Around 2000 was created as a bike from another planet : the " Spyce " . 
This wheel of a special kind had been, I love the way the chain stays are a working part of the rear suspension.
Now with USE S.U.B. forks weight around 12kg
Shimano XT serie, USE S.U.B. fork, IXS magnesium levers, rigida rear rim and front from mavic .
Some picture here:

   

   

Next steps will be:

-Change rear shock ( here I really need an hand)
-XT crank now is LX

Hope you like it 

Massimo


----------



## Uncle Grumpy (Oct 20, 2005)

I won't say it's pretty, but wow!

That's an unusual bike. How much travel does the rear have? And how does the ride compare to other bikes?

Grumps


----------



## MendonCycleSmith (Feb 10, 2005)

That thing makes my head itch in funny ways....

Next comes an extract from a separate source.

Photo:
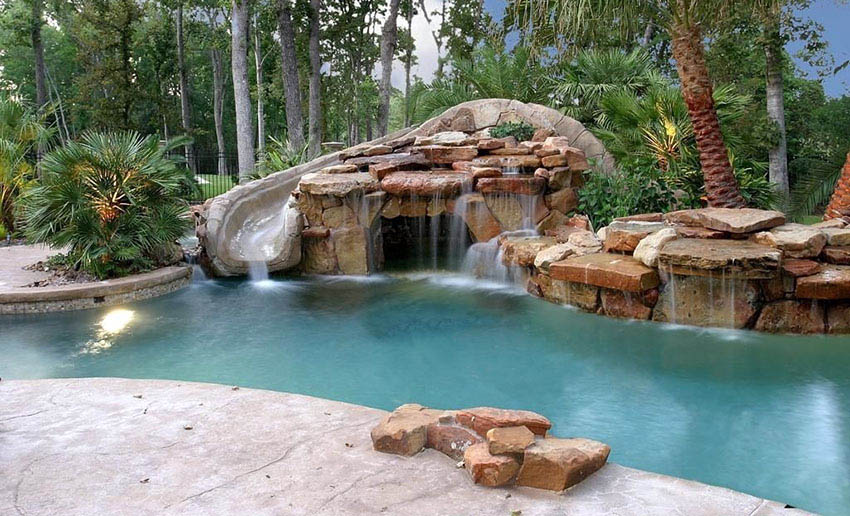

But it has a Lefty of sorts, so I'm in. 

Thanks for sharing, I've never seen anything like that. And like Grumps asked, more details on ride quality, travel, etc. 

What a wonderful freak show that thing is!!


----------



## bimbimax (Apr 27, 2014)

MendonCycleSmith said:


> That thing makes my head itch in funny ways....
> 
> But it has a Lefty of sorts, so I'm in.
> 
> ...


The fork is a USE S.U.B. and it's really stable also under heavy brakes, the rear suspension is not very nice as unit and have about 3.5cm of travel.
This is the reason because i want change it with a better unit.
the bike seem to be very neutral but i have to test more deep in hard conditions ( in any case i'm not a fantastic rider :madman: hihihi )
Yes i agree it's quite strange, but it's light for his age and very stiff thanks to the carbon frame.
Also the avid disk brake is really really good.


----------



## AndreasRM (Apr 30, 2014)

*I love this Bike...*

I bought one in Southern Germany in 1998. I still have it here in Alabama and wonder if it is the only one in america? Unfortunately it needs a little repair but is generally in great shape otherwise. it hangs in my garage for now until I make riding again or selling it a priority. I originally got it because I had terrible carpal tunnel and tendinitis and I needed some shock capabilities even for road riding between Rheinfelden (Germany) and Basel Switzerland, often over the big hill between German Rheinfelden and Loerrach then touring Basel at night. I think of it as oddly beautiful, and for it's age it has had very little use.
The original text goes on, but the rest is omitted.